The executive residence near the Tasman Bay township of Kaiteriteri features a lodge-like four-bedroom/three-bathroom dwelling with uninterrupted sea views overlooking Split Apple Rock – a large round boulder sliced in half which sits above the waterline a short distance from the shoreline.
Split Apple Rock regularly features in tourism promotional images, while nearby Kaiteriteri Beach is regarded as one of New Zealand’s top-five swimming spots.
Known as Puriri Lodge, the modern 370-square metre two-storey dwelling for sale sits on a 1.148-hectare section planted with puriri, rewarewa, nikau, and Pohutukawa trees to specifically attract tuis, bellbirds, and kereru (native wood pigeon).
Swimmers will love the options available at Puriri Lodge – with a heated in-ground infinity pool surrounded by bush to ensure total privacy, while several walkways through the native bush lead down to the choice of the secluded golden sand shores at Split Apple Rock, Towers Bay, or walk to Sandy Bay beach accessed by Kohi Walkway in Gannet Heights.
The home’s four bedrooms – three of which have their own ensuites – all look out to Tasman Bay. Other design benefits around the idyllic home with its underfloor heating include a dedicated wine cellar, substantial walk-in storage room, powder room, and a walk-in butler’s pantry discretely housed on one side of the kitchen. The adjoining open-plan dining and living areas with their high-vaulted ceilings deliver another elongated view out to the sea framed by the thick native bush below.

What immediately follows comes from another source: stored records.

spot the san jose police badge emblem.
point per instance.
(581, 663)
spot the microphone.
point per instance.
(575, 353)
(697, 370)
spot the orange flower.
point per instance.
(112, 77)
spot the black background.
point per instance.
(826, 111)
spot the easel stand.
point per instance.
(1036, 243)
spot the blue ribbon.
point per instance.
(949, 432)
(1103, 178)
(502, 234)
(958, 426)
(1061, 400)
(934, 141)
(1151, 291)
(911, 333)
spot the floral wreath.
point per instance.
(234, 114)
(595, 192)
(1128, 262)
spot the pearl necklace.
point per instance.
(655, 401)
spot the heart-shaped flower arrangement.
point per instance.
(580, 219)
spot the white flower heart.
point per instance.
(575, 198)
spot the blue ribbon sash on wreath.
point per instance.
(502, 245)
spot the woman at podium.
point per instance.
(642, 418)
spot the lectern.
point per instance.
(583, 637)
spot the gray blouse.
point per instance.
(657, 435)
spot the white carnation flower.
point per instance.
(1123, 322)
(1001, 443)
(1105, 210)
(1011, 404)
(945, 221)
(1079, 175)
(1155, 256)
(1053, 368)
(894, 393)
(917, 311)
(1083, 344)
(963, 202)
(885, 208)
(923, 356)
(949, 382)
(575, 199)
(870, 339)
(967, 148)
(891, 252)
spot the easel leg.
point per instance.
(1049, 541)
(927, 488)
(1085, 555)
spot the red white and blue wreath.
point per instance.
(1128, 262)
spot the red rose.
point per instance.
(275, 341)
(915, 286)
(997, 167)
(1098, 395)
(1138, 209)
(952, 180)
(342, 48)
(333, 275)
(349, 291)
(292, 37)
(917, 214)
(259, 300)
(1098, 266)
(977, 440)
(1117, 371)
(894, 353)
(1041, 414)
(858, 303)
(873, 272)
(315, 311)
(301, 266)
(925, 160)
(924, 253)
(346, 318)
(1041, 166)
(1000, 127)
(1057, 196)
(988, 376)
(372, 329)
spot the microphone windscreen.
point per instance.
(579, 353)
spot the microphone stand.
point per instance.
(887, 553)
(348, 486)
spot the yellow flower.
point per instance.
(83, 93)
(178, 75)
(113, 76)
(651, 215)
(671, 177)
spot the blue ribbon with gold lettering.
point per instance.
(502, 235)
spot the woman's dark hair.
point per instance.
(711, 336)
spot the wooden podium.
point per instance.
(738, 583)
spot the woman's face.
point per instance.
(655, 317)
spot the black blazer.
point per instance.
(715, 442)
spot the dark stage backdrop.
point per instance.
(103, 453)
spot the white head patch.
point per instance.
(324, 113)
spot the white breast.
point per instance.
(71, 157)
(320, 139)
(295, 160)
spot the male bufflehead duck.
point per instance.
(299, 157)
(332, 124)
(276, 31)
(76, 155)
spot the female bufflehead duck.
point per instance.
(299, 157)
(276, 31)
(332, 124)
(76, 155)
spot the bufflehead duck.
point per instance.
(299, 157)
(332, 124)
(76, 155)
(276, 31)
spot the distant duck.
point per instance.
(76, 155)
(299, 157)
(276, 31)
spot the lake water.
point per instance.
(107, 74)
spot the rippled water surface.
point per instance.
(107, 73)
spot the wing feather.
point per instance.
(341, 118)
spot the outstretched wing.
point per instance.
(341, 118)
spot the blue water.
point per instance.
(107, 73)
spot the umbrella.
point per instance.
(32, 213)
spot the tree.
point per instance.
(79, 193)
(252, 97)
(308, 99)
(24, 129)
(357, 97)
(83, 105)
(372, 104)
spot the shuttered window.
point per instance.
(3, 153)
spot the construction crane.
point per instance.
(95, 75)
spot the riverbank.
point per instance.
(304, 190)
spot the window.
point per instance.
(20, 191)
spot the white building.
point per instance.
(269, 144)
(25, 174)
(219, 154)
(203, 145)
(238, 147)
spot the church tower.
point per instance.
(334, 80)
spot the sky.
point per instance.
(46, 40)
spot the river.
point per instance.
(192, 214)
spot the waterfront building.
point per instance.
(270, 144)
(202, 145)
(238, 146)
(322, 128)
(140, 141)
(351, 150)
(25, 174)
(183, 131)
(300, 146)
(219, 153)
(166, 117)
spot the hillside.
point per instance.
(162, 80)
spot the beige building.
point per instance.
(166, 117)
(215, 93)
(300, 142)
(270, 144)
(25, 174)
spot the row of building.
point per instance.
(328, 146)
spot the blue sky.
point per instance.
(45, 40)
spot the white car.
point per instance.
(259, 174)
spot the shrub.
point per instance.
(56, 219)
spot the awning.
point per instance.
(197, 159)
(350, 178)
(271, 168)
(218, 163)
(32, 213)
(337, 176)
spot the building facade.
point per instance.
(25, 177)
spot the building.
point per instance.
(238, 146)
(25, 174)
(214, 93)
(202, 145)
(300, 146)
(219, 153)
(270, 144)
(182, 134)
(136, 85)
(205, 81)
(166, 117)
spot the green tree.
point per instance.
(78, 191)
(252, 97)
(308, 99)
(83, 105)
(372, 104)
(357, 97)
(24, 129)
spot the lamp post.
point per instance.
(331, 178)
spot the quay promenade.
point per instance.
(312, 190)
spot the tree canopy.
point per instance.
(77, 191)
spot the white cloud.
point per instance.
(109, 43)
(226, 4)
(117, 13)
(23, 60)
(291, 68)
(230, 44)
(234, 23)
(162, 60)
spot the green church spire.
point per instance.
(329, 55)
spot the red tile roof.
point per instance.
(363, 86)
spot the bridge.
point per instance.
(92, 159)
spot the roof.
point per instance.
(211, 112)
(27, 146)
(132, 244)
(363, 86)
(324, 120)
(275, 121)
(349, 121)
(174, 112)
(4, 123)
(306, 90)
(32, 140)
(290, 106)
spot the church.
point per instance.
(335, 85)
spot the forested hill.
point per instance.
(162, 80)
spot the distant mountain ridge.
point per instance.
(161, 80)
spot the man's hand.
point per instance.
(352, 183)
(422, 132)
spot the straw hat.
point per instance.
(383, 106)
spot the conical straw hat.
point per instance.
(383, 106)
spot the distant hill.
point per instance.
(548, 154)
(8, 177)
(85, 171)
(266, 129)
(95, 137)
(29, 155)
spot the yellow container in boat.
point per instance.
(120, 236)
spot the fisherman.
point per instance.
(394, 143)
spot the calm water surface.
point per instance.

The wheelchair-accessible luxury dwelling at 158 Tokongawa Drive at Kaiteriteri is now being marketed for sale by tender through Bayleys Motueka, with the tender closing on Wednesday 20th July. Salesperson Matt Galvin said the property and U-shaped home reflected a harmonious balance between nature, the landscape, and unparalleled views of Tasman Bay with its pristine beaches.
“This truly is a meticulously built entertainer’s home… The outdoor kitchen has its own food-prep’ bench and cabinetry adjacent to the BBQ. The paved pool area looks like something out of a Mediterranean-inspired luxury hotel. And there is another separate viewing platform closer to the homestead which offers peace and tranquillity among the birdsong,” said Galvin.
“With so much outdoor living, there’s a place for every season and mood – whether you’re seeking sun, shade, a gathering around the dinner table, or your very own ‘get-away’ nook amongst the bush.”
Property owner Hilary Carson-Campbell who has owned the Kaiteriteri land since 2000, was passionately committed to creating a wildlife-rich bush environment to compliment Puriri Lodge’s stunning 340-degree coastal views. She spent a year strategically observing the sun’s aspects so that Puriri Lodge was subsequently positioned to make the most of sunshine.
“My vision for the property was to create an arboretum which would not only offer a diversity of species, but would also attract bees, native birds. Species were carefully selected that would produce nectar or berries for the native birds.” said Northern Irish-born Hilary who brought various Celtic-inspired elements to the property.
“My other vision for Puriri Lodge was to provide a variety of edible fruit from the property and take advantage of the microclimate in part of the garden.”
“The property now provides year-round fruit, including peaches, persimmons, plums, and pears – with all the apple varieties except for the Braeburn - being heritage varietals. The property also yields a wide variety of tropical wonderful navel oranges and limes, as well as avocados, pomegranates, figs, and macadamias.”
Puriri Lodge and its raft of design features are strongly linked to Tasman Bay craftsmen. The landscaping was planned by environmental specialist Rory Langbridge from Nelson. Masonry stonework was undertaken by Neil Dreaver from Motueka. The electronic iron gates and pedestrian gate were crafted by Tim Bleackley from Nelson. The outdoor shower was hand crafted in copper by local plumber John Hamilton and the two pieces of Celtic sculpture on totara poles were crafted by Tim Wraight from Marahau.